Last Friday, as the sun rose, the internet went dark for millions of Canadians. Rogers’ wireless and wired networks were both down, allegedly following a botched software update overnight.
The outage lasted all day. The disruption was widespread, taking workplaces, emergency services and banks with it. The magnitude was large enough that I expected statisticians to see it in the GDP statistics. For the rest of us, what won’t show is the shock of being so unexpectedly disconnected in our new hyper-connected world.
While there have been the usual calls for an investigation and concerns about the lack of diversity among our ISPs, the call we need to answer is a wake-up call. Between the two Rogers outages in April 2021 and last week, we know the systems are technically more fragile than believed. Add to that concerns about potential cyberattacks, and would-be attackers are now aware of that too. There is an urgent need to manage these risks.
The path we have chosen so far is what economists call protection. We relied on ISPs to manage their own resilience and reduce the likelihood of bad events happening. While this may go a long way, there is no sure way to prevent disruption.
What we need insurance to complement protection efforts. The question is: if there is a disruption, how quickly can we mitigate the costs? The current approach is to rely on the networks themselves to scramble the resources and deal with the outage. But last week it took a day, involved no clear timeline and left some areas without coverage for days.
There are alternatives to a centralized solution. Some companies maintain links with more than one supplier. They can use Rogers as their primary wireless service provider, but if that network goes down, they switch to Bell or Telus by swapping a few cables. Or for cell phones, they can keep a spare SIM card handy. Duplication in this manner is expensive and only the most critical services are likely to pay a duplication premium as insurance.

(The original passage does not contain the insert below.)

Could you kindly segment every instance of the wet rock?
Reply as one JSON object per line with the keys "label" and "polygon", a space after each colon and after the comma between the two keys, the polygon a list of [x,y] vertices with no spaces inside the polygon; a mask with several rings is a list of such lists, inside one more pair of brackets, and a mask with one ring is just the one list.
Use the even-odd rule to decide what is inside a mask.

Could this type of solution be widely available? The technical costs are probably low. Most Canadian establishments have more than one Internet provider providing the infrastructure at their doorsteps. For phones, the federal government is already pushing to improve the network’s roaming options following the Rogers outage.
But the solutions can be consumer-centric. For example, smartphones are increasingly being built with e-SIMs which are built into the hardware and therefore do not require physical switching. In other words, the actual costs of duplication have already been spent.
What prevents them from being an insurance policy for people is a contractual matter. Multiple points should be readily available for use at all times. You should be able to trade your Rogers connection for Bell, Telus or others on your own terms and have to pay (or charge your current network) for it after the fact. This will allow people to get back online quickly without having to wait for a centralized solution or a service repairman to come to their doorstep. In principle, breakdowns will become a minor inconvenience.
An insurance policy would also be beneficial for the networks. Rogers had two problems last week. First, the network had to be brought back online. Second, he had to somehow communicate with his customers to find out what was going on. For me, it forced me to use the only radio I have left these days in my car!
On Rogers’ side, it must have been overwhelming and also caused them to sew things up in a rush rather than a thoughtful way. Having an insurance option would give them leeway.
Nonetheless, I suspect that developing and implementing a contractual framework that enables customer-level assurance will require government coordination and perhaps pressure. We will need to ensure that the “prices” of insurance are reasonable and even consider how this might reduce switching costs for consumers and stimulate competition between networks.
Governments still have a heavy hand on insurance. We should expect them to take leadership on critical infrastructure as well.